Ho la schiena a pezzi, il piede mi fa molto male, sto sudando e la fame e la sete stanno convincendomi oramai ad uscire dall' armadio, questo fottuto armadio che è diventato sempre più la mia bara. Ma non posso uscire, perché se non sarà la fame o la sete a stroncarmi... sarà... Cristo, non ci voglio neanche pensare a come ci sono finito in questa merda di situazione, chiuso da giorni in un armadio.

Era il 2 Marzo quando decisi di regalarmi una bella vacanza per premiarmi dell'ottimo rendimento scolastico e godermi la bella stagione.

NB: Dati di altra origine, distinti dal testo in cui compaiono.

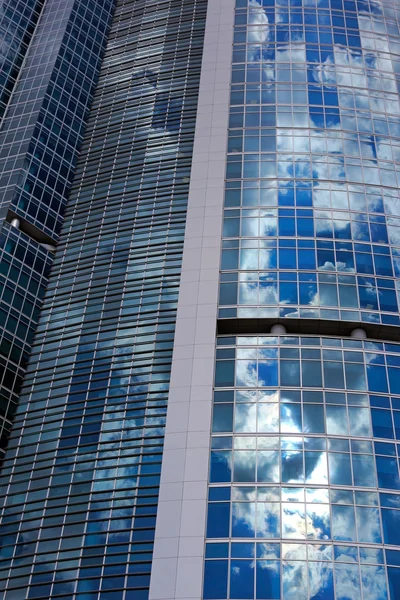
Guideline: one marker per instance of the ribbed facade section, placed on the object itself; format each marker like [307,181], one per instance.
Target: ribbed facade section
[87,442]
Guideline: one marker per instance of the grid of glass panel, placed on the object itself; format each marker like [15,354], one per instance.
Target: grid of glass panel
[24,268]
[18,19]
[40,138]
[83,465]
[304,492]
[311,208]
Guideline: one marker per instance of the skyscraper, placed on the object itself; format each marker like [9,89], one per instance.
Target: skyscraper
[212,405]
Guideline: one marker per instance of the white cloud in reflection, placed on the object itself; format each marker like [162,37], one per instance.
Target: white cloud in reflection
[257,30]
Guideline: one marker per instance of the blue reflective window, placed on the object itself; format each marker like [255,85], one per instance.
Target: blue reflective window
[394,380]
[220,466]
[339,469]
[391,526]
[242,579]
[222,418]
[225,373]
[218,520]
[394,582]
[215,579]
[268,580]
[377,381]
[343,523]
[382,423]
[388,473]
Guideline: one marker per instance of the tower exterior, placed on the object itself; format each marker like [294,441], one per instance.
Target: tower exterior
[212,405]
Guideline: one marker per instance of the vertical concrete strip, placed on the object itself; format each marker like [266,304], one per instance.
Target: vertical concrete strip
[177,571]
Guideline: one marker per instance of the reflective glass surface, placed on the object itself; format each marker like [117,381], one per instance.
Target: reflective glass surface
[82,471]
[304,472]
[311,207]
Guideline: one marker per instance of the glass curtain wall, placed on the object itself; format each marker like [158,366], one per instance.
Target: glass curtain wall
[82,469]
[304,491]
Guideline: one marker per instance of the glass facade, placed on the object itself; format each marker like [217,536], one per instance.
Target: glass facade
[304,485]
[82,470]
[40,137]
[311,208]
[18,19]
[304,472]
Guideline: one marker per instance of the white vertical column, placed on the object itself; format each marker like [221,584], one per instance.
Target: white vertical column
[177,571]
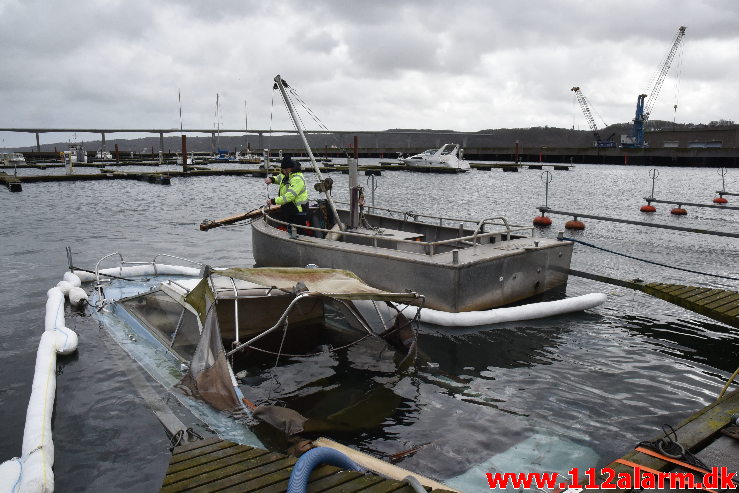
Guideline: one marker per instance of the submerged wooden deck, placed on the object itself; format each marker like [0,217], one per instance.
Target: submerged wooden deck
[216,465]
[719,304]
[707,434]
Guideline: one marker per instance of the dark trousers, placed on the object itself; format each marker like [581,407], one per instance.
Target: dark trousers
[289,213]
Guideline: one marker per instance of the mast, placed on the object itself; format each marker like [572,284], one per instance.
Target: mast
[280,84]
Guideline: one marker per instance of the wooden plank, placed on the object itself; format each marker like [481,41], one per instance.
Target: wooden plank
[210,457]
[319,472]
[390,486]
[717,305]
[213,447]
[212,471]
[693,433]
[703,296]
[358,484]
[717,298]
[186,447]
[253,480]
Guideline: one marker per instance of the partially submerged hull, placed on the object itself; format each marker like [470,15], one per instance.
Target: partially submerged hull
[453,277]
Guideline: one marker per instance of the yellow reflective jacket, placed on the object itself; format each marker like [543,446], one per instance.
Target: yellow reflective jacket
[291,190]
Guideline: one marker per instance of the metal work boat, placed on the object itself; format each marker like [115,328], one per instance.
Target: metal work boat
[446,157]
[11,159]
[457,264]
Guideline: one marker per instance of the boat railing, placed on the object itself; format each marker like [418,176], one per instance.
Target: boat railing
[123,263]
[429,247]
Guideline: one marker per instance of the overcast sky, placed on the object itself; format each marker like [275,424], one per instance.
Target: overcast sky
[359,65]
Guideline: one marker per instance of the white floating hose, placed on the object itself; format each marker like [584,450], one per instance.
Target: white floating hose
[32,472]
[512,314]
[141,270]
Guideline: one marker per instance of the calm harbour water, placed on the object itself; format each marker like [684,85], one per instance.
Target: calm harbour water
[584,387]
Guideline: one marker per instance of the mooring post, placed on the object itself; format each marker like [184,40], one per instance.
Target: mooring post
[184,152]
[354,185]
[161,147]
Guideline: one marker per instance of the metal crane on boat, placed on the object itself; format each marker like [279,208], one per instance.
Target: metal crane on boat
[645,102]
[591,121]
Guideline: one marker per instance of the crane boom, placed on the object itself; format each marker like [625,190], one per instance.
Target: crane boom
[585,106]
[662,73]
[645,102]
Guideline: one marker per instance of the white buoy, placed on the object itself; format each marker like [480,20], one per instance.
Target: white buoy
[141,270]
[65,286]
[33,471]
[77,296]
[72,278]
[511,314]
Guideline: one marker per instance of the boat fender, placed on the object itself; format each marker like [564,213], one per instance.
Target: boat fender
[77,296]
[65,286]
[510,314]
[312,458]
[72,278]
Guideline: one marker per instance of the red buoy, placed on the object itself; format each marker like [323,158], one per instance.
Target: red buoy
[542,221]
[575,224]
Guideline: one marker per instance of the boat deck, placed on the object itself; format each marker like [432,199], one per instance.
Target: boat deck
[217,465]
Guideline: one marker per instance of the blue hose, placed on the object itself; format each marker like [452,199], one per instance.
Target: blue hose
[312,458]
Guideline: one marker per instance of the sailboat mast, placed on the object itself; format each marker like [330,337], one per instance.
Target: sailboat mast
[296,121]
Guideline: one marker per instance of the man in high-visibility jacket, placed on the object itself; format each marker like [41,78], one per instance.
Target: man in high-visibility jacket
[293,193]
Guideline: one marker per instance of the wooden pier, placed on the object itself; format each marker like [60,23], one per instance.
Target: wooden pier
[719,304]
[708,434]
[217,465]
[12,182]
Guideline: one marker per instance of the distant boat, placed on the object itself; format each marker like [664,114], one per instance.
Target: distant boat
[446,157]
[11,159]
[76,154]
[179,159]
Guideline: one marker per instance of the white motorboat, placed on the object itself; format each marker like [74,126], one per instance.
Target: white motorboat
[445,157]
[104,155]
[76,154]
[12,159]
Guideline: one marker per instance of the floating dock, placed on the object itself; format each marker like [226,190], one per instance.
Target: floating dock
[708,434]
[719,304]
[217,465]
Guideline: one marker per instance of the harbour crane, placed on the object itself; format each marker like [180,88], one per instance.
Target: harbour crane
[591,121]
[645,102]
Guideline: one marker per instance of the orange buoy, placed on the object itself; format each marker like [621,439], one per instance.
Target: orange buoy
[542,221]
[575,224]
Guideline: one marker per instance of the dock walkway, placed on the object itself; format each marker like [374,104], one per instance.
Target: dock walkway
[719,304]
[217,465]
[708,434]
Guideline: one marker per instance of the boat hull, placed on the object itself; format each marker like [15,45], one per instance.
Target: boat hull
[483,277]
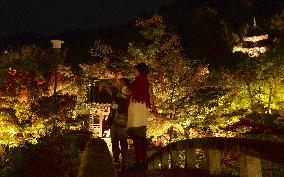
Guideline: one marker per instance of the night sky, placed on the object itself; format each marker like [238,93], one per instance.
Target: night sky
[55,16]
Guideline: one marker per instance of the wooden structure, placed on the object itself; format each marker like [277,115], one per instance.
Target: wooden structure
[183,155]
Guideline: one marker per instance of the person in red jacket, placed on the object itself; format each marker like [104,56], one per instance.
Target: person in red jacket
[138,114]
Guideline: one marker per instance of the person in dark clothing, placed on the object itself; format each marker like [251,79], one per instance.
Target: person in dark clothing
[118,128]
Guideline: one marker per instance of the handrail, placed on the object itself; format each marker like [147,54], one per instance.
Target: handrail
[251,151]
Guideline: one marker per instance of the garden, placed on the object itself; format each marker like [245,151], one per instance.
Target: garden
[42,131]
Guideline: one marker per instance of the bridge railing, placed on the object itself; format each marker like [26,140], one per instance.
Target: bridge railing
[251,152]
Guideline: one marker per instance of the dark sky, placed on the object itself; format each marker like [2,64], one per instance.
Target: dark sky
[53,16]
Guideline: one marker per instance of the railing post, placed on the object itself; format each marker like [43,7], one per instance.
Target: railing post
[157,163]
[250,166]
[165,160]
[151,165]
[214,161]
[190,157]
[175,159]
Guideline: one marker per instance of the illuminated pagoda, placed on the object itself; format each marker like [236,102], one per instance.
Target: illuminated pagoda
[254,42]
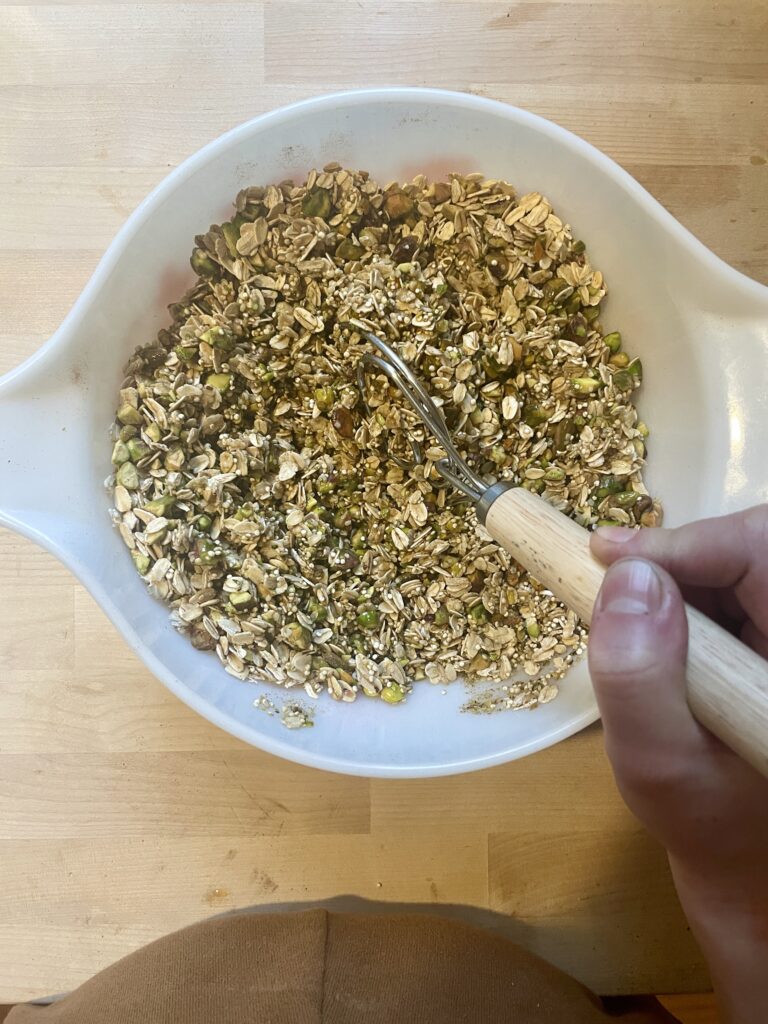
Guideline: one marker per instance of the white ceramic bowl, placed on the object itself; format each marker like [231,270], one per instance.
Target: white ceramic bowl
[699,327]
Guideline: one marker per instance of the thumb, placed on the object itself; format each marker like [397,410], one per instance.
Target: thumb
[637,653]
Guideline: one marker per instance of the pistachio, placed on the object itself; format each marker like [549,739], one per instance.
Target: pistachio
[231,237]
[398,205]
[209,552]
[316,610]
[478,614]
[610,485]
[218,337]
[368,619]
[127,476]
[626,499]
[137,450]
[624,380]
[296,636]
[220,381]
[186,353]
[316,203]
[342,421]
[535,416]
[584,385]
[174,459]
[325,398]
[393,693]
[271,500]
[129,414]
[120,454]
[577,329]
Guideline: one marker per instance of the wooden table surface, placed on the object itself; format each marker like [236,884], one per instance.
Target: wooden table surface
[123,815]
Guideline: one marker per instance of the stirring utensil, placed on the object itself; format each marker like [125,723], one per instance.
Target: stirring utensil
[727,681]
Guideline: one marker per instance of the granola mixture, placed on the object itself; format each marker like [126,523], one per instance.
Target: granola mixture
[284,518]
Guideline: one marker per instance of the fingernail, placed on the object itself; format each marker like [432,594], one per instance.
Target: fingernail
[616,535]
[632,587]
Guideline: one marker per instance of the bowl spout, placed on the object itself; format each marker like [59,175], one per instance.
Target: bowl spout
[44,446]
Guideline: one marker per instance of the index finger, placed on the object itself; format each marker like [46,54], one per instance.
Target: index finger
[725,551]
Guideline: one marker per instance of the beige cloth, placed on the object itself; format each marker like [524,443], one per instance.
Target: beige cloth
[317,967]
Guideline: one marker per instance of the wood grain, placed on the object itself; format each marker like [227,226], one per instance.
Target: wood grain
[124,815]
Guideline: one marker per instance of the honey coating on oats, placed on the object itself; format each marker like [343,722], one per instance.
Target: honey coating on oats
[284,518]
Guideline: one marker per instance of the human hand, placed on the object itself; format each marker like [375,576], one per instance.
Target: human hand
[705,804]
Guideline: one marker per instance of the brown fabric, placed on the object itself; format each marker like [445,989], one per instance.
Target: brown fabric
[322,968]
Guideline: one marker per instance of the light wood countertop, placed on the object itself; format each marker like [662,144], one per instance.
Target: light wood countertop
[123,815]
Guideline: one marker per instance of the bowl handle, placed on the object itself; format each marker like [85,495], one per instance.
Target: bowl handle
[44,446]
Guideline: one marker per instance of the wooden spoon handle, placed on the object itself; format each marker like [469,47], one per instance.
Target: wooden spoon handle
[727,681]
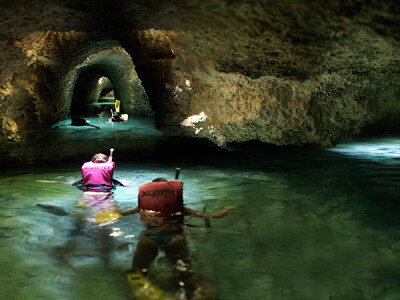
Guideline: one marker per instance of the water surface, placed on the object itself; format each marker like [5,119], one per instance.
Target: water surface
[313,223]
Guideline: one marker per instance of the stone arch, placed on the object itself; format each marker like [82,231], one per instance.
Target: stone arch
[108,59]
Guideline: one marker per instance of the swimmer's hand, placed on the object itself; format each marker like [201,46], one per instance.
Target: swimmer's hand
[107,215]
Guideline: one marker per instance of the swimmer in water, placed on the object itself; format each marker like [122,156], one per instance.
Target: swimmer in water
[160,204]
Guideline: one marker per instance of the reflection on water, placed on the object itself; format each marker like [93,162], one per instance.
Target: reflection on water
[313,223]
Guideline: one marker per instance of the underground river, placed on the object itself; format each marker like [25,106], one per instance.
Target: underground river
[312,223]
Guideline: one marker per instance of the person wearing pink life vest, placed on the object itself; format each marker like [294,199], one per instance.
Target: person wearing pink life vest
[97,174]
[97,183]
[161,208]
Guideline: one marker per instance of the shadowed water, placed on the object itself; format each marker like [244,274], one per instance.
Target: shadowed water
[313,223]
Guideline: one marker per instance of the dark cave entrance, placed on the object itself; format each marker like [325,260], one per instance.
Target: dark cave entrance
[94,95]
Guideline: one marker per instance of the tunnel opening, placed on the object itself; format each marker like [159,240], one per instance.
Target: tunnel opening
[94,95]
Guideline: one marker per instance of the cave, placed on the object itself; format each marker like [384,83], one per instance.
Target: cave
[285,112]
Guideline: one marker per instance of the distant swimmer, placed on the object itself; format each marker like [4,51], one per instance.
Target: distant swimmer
[77,121]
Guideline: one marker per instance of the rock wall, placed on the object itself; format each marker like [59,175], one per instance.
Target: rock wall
[287,72]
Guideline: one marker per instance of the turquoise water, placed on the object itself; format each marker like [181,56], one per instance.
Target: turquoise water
[313,223]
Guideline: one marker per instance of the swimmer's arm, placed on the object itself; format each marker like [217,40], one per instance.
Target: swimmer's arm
[128,212]
[55,181]
[221,213]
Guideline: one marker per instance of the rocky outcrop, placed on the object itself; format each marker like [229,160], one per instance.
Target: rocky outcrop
[288,72]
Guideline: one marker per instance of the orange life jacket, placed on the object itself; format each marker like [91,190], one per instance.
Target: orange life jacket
[161,199]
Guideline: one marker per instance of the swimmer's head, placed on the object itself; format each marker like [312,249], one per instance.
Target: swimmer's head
[99,157]
[159,180]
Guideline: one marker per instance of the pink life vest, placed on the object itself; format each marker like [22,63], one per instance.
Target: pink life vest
[97,176]
[161,199]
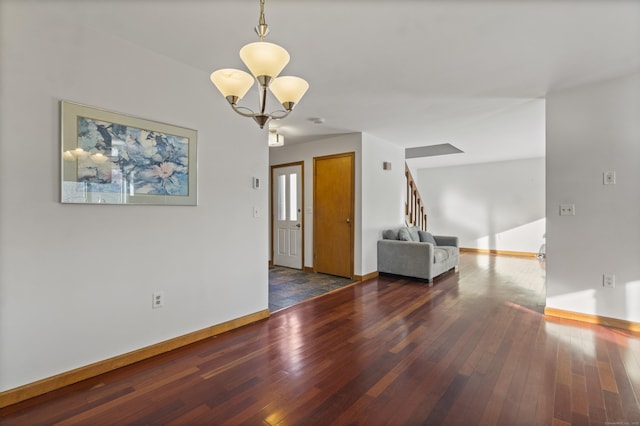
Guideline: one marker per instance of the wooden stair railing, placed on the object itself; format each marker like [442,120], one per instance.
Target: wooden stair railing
[414,208]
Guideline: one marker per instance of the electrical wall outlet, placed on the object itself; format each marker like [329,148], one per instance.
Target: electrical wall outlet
[609,281]
[567,209]
[609,178]
[157,300]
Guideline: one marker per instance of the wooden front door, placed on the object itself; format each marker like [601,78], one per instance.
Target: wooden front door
[333,205]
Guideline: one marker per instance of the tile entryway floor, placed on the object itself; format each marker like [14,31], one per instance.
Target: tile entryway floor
[290,286]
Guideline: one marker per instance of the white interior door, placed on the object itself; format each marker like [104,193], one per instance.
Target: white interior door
[287,216]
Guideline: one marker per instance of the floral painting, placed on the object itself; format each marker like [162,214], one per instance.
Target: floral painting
[113,158]
[147,162]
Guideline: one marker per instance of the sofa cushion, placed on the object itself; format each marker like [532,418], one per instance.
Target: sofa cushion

Però la mia priorità era un'altra, cioè trovare una casa o un piccolo appartamento dove alloggiare per una settimana di relax. Tra gli annunci trovati su internet uno in particolare rubò la mia attenzione. Era una casa a due piani, sembrava molto grande e spaziosa, c'era un giardino e l'affitto della casa era dannatamente basso. Era un'occasione che non potevo farmi scappare, e così decisi di prenotare chiamando il numero, fornito dal sito, della proprietaria della casa per aggiudicarmi una settimana di alloggio in quel paradiso a basso costo. Parlandoci al telefono per un po' notai di avere a che fare con una persona tutto sommato tranquilla e simpatica, e quindi nessuna preoccupazione pervase la mia testa in quel momento. Non mi interessai a nulla inizialmente... purtroppo...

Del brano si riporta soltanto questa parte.